A powerful application for characterizing human transcriptome variation such as eQTLs and sQTLs is to interpret signals from GWAS studies [2628]. Although GWAS have had great success in identifying numerous disease susceptibility loci, the peak signal SNPs identified by GWAS provided little information about the underlying causal variants or the molecular mechanisms responsible for the observed association [29]. Compelling evidence indicates that a large fraction of the underlying causal variants affect phenotypes via non-coding (for example, influencing gene regulatory processes such as transcription and RNA processing) as opposed to coding (direct amino acid changes) mechanisms [30, 31]. The important role of alternative splicing in shaping the human transcriptome diversity suggests sQTL SNPs may represent the causal variants underlying many observed GWAS signals. Indeed, previous studies of alternative splicing variation using RT-PCR, array, and sequencing based technologies have identified candidate sQTLs linked to GWAS signals [1113, 3236]. We investigated all significant sQTL SNPs (GLiMMPS FDR ≤0.1) in high (r2 >0.8) linkage disequilibrium (LD) with GWAS signal SNPs listed in the Catalog of Published Genome-Wide Association Studies [37] (see Materials and methods). We identified 10 sQTLs strongly linked to GWAS SNPs of human traits or diseases (Table 1). The list include known splicing altering SNPs for CAST, ERAP2, and ATP5SL, as well as novel findings with intriguing biological and medical implications.

Table 1 The list of sQTL signals linked to GWAS signals.

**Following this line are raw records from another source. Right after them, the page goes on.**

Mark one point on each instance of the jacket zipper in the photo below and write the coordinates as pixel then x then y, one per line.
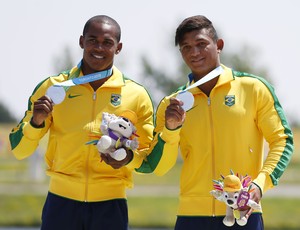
pixel 212 147
pixel 88 154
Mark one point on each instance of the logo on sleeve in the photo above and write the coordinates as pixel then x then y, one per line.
pixel 73 95
pixel 115 99
pixel 229 100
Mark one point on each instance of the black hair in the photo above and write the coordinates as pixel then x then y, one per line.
pixel 105 19
pixel 197 22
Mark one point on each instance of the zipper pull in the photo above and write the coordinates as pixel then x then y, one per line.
pixel 208 101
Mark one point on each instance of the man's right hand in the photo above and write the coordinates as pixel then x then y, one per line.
pixel 41 110
pixel 174 114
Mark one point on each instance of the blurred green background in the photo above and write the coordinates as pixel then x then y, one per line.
pixel 152 202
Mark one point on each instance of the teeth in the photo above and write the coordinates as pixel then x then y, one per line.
pixel 97 56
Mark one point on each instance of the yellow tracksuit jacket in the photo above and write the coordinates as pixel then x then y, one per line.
pixel 74 167
pixel 222 132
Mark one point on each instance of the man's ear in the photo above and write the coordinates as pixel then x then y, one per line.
pixel 119 48
pixel 220 45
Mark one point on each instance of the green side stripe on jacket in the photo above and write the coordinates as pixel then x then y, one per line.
pixel 289 147
pixel 149 165
pixel 16 137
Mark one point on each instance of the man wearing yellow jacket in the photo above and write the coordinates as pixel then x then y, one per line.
pixel 85 192
pixel 224 130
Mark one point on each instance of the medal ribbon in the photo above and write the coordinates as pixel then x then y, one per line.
pixel 86 78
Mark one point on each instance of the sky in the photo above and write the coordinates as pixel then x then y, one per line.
pixel 35 33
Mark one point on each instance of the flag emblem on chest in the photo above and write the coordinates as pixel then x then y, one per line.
pixel 229 100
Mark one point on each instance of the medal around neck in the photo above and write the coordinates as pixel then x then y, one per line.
pixel 56 93
pixel 187 98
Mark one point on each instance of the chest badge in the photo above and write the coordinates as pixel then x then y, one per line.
pixel 115 99
pixel 229 100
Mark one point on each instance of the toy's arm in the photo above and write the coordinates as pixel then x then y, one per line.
pixel 217 194
pixel 254 205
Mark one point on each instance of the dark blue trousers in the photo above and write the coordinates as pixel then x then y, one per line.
pixel 255 222
pixel 60 213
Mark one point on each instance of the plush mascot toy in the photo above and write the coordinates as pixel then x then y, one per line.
pixel 235 192
pixel 117 133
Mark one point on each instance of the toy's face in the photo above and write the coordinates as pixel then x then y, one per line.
pixel 123 126
pixel 230 198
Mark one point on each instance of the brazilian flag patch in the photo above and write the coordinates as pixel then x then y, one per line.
pixel 229 100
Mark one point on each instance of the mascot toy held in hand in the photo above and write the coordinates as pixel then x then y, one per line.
pixel 234 191
pixel 116 134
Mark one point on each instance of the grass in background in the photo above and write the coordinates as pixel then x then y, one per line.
pixel 144 211
pixel 25 210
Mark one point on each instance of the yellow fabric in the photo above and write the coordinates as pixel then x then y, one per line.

In a previous GWAS study, the SNP rs13160562 near CAST was discovered to be significantly associated with alcohol dependence [38]. However, no functional implication of this SNP was discussed in the original study. Here, GLiMMPS identified this SNP as an sQTL signal SNP in CAST. It is significantly associated with the splicing of CAST exon 13 located 45 kb upstream of the SNP position. It is also in an LD block (r2 = 0.53) with another SNP rs7724759 located in the 5' SS of exon 13, which has been confirmed experimentally to alter the splicing of this exon [11, 24]. Thus, genetic variation of alternative splicing is the likely causal mechanism underlying the reported association of CAST and alcohol dependence. In ERAP2, GLiMMPS identified SNP rs2248374 as an sQTL signal SNP for exon 10. This SNP disrupts the activity of the 5' SS [11]. This sQTL SNP is in high LD (r2 = 0.83) with a GWAS SNP rs2549794, previously identified as significantly associated with Crohn's disease [39]. The skipping of this alternatively spliced exon from ERAP2 introduces a premature stop codon, resulting in nonsense-mediated decay of the exon skipping isoform and a dramatic reduction of overall transcript levels, which subsequently impacts antigen representation [40]. Haplotype analysis of the sQTL SNP and its linked SNPs revealed evidence of strong balancing selection during human evolution [40], suggesting the functional and evolutionary importance of this sQTL. A third example is ATP5SL, identified as a GWAS locus associated with height in multiple populations [41]. The peak signal SNP reported by GWAS is rs17318596 but the mechanism of this SNP was unclear in the original study. GLiMMPS identified a significant sQTL for exon 5 of ATP5SL. The sQTL SNP rs1043413 is strongly linked to the GWAS signal SNP rs17318596 (r2 = 0.84) (Figure S8 in Additional file 1). This sQTL SNP rs1043413 is located in exon 5 and disrupts two exonic splicing enhancers (ESEs) [11]. Together, these data indicate that even at a very modest sequencing depth (28.4-66 million 50 bp single-end reads per individual), GLiMMPS recovered previously reported associations between SNP and splicing that may contribute to phenotypic variation in humans.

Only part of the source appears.